The ticket was for “improper use of a crosswalk”–a ticket that the on-scene officer says he almost never writes. It seems there is an eight mph speed limit in all crosswalks, which he deduced I had not been following. A little frustrating since I think I was well within a controlled speed when I entered the crosswalk — which, mind you, is not always true on foot; I’ve no doubt broken that speed limit sprinting to catch a walk signal many times. And not only that, your honor, but the speed limit on bike paths is 15 mph, which I was most certainly going under, and by the time I entered the crosswalk– after slamming on my brakes to avoid the car that pulled in front of me– I was going considerably less than that. Probably about eight mph. Maybe even seven. Or six. I really can’t afford this ticket.
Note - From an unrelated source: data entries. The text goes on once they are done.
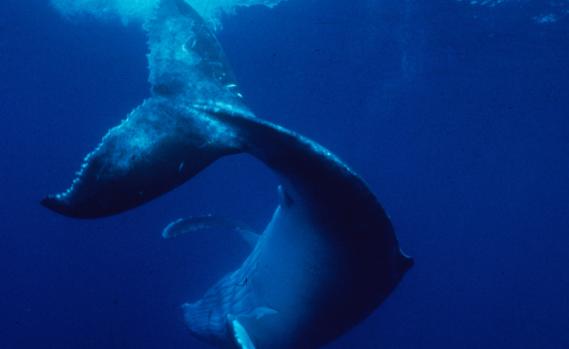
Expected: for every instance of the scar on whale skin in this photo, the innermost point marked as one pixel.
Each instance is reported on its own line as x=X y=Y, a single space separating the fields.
x=329 y=255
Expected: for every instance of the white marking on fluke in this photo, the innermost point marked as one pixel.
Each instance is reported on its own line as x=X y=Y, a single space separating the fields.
x=327 y=258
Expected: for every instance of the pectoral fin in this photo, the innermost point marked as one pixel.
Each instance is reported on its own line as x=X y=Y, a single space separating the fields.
x=187 y=225
x=239 y=334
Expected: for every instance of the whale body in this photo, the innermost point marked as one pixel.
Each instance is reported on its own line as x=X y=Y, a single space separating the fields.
x=329 y=255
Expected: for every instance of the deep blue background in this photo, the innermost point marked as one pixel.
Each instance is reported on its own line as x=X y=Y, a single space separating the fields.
x=457 y=116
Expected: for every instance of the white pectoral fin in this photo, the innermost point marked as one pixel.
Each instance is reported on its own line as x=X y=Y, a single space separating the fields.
x=238 y=325
x=241 y=338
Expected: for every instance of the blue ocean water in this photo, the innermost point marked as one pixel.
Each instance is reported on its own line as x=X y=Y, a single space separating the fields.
x=455 y=114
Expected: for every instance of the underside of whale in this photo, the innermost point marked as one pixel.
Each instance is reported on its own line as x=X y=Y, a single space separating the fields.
x=329 y=255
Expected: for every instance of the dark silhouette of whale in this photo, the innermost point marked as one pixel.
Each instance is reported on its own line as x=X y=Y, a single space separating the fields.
x=329 y=255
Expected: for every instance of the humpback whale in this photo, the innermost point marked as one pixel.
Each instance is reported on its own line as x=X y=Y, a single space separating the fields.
x=329 y=255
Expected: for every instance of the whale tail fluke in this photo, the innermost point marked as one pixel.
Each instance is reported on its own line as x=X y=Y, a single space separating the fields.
x=166 y=140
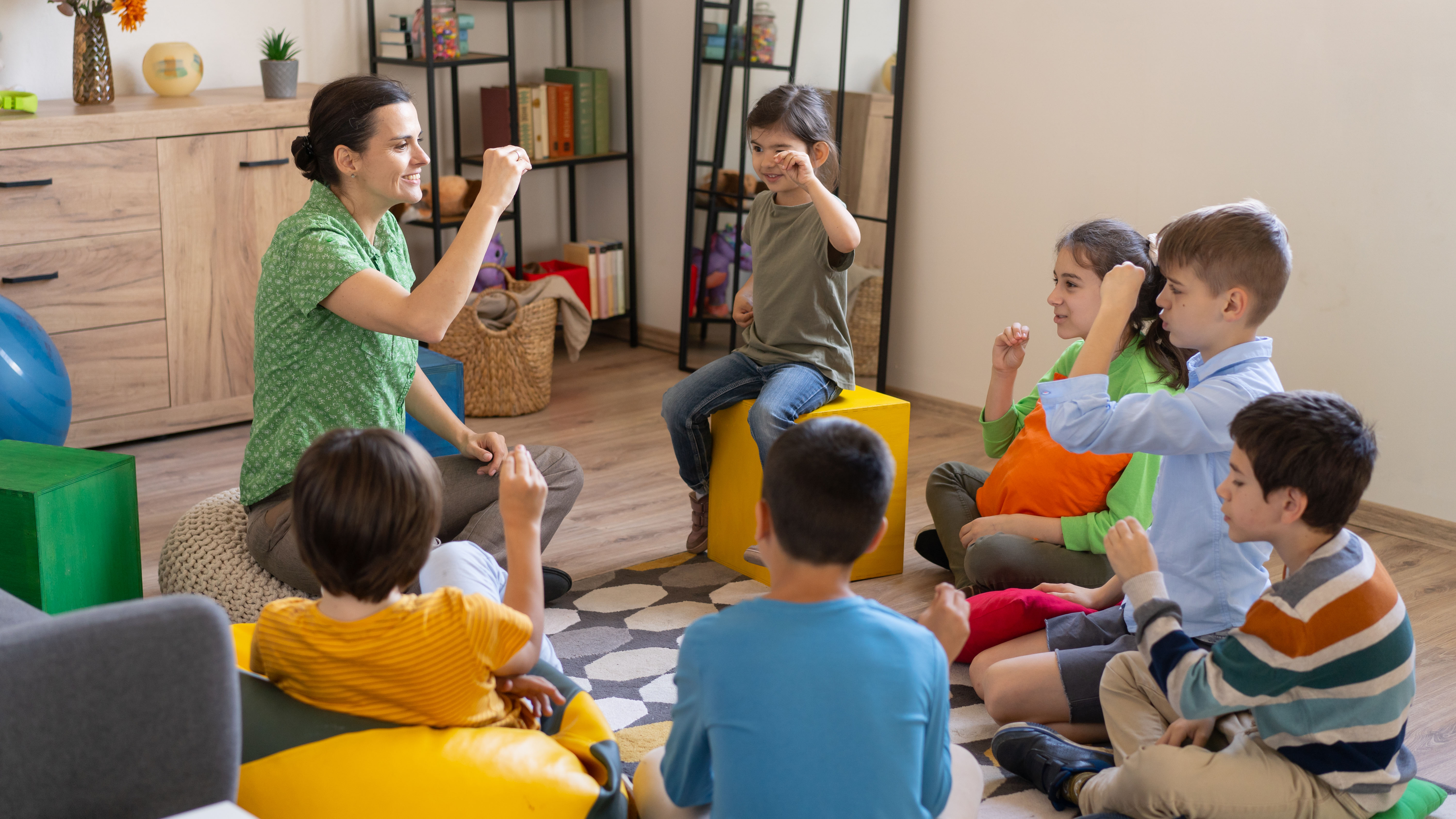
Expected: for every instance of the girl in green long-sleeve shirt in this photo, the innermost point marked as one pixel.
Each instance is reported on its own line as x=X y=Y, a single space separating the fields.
x=1042 y=513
How he was able to figure out my speed without being present during the crash with a radar gun is also a little questionable. He relied heavily on witness accounts, which are shown to be tremendously inaccurate in the first classes of any psychology course. Next, he turned to my bike and said that since it was broken, I must have been going too fast.This is frustrating since my beloved is an old bike, with several crashes under her belt. Then the officer pointed out that I dented the car. Your honor, hail can dent a car, and hail isn’t quite as big as me, and I think my mass makes up for the lack of velocity. And also, my bike has crummy brakes that I couldn’t afford to replace, so I probably would have been able to avoid the crash if I had more money, but since I don’t, now I have even less money. THE INJUSTICE!
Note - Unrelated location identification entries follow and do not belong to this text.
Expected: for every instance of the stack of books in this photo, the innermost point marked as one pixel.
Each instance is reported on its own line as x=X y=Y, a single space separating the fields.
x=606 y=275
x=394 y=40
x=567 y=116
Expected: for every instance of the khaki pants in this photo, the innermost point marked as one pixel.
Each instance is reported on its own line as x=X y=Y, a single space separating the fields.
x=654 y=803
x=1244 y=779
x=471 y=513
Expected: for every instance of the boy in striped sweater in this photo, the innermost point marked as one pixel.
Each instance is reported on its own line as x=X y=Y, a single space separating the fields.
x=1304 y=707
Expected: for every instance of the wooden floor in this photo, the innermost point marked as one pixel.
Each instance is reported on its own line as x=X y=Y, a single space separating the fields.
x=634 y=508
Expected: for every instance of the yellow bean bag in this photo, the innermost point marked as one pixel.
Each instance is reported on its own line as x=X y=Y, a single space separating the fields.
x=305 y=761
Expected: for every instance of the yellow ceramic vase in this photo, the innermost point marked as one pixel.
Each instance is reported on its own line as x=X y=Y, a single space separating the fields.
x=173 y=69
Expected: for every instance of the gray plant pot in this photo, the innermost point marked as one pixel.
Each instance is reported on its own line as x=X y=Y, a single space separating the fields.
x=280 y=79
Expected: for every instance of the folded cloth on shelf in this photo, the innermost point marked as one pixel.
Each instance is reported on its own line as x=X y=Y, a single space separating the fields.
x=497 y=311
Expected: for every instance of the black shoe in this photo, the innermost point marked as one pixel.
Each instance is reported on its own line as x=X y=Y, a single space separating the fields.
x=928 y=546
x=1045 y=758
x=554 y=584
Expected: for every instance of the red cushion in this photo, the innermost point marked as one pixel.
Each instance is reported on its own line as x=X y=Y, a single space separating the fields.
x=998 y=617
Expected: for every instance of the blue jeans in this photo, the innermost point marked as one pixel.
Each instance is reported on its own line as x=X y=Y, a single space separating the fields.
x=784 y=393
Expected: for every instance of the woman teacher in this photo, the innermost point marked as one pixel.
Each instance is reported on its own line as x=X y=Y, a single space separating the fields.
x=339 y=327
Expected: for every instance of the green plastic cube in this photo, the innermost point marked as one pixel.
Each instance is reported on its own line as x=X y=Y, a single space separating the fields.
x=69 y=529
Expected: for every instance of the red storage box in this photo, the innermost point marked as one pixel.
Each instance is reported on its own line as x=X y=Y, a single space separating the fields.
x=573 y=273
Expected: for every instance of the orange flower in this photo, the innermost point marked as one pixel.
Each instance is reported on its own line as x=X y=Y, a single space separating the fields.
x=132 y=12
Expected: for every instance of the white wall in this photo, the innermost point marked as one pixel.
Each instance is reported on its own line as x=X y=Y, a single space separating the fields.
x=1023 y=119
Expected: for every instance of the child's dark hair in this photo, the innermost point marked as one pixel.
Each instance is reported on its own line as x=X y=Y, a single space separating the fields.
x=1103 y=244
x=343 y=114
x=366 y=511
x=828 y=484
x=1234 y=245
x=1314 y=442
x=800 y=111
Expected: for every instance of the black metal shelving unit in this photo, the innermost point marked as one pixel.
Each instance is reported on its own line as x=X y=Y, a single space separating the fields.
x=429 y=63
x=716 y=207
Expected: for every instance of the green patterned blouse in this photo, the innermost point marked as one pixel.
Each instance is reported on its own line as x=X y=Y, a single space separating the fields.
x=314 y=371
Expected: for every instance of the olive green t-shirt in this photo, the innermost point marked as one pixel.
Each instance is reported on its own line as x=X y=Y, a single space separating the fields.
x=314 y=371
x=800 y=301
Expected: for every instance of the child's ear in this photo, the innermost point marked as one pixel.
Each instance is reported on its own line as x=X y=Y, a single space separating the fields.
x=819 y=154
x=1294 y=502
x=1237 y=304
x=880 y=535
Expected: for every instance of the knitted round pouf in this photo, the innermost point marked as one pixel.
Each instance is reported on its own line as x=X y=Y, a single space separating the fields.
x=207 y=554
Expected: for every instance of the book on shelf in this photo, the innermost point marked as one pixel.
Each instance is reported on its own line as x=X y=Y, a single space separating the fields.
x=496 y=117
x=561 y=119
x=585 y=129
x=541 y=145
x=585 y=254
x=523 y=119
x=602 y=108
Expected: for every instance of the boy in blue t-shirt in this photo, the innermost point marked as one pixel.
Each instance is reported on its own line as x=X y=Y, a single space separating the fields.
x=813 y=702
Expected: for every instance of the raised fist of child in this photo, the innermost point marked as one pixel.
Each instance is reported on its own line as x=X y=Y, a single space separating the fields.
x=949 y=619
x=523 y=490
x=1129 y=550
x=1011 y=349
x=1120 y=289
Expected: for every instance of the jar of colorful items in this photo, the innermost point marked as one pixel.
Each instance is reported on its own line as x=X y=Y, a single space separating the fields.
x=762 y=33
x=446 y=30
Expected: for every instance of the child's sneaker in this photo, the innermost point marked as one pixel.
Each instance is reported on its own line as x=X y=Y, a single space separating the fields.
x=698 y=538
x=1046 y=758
Under the common accidents section of the bike safety page for the City of Boulder, it shows that my accident is almost textbook for what happens to cyclists around this city. I’ll quote three bullet points:
- “Most collisions between motorists and cyclists occur at crosswalks and intersections.
- More than 60 percent of these accidents occur because motorists don’t adequately look for cyclists.
- More than 23 percent of bicycle and vehicle collisions involve right-turning vehicles running into bicyclists who are approaching on a path or sidewalk from the right (the unexpected direction).”
This is exactly what happened with me, so cyclists, in that situation, make sure the car sees you. Double check.
I remember having a conversation with my girlfriend about the amount of money I make. She mentioned how her sister’s salary of twenty-something thousand dollars a year was barely enough to live off of. When I replied that I made less than fourteen thousand a year, she said, “Yeah, but you’re not living, you’re surviving.” The problem with surviving paycheck to paycheck, or more appropriately tips to tips, is the lack of a safety net. With just enough money to pay my phone bill (which, by the way, doesn’t involve data or a smartphone), rent, and groceries, there isn’t any left over for a catastrophe. I said to my buddy about a month ago, “I’m doing fine right now, but if my phone or computer dies, or something happens to my bike, I’m in big trouble.” And here we are.
Luckily, the cop who wrote me the ticket gave me a ride to work, so I showed up to scoop ice cream with my mangled baby and a good story. One reason I gave the paramedics for not going to the hospital was that I had to get to work. “I really need to get there now,” I said. “I have a bike to replace.” So the next time you come to 28th St. Glacier, please leave a big tip. Bikes aren’t cheap.
You’ve probably figured out that this column is me practicing for court, and once again, I appreciate you indulging me. I can’t afford to pay a 75-dollar ticket on top of having to get a new bike, let alone have an insurance agency come knocking. So I’m honing in on my argument and how to properly comb my hair. But this will all pass hopefully, and I’ll figure out a way to get back on my bike. Because with these fees and possibly buying a new bike, I need this writing gig more than ever. I don’t think there is a BusLife magazine that would take a weekly column.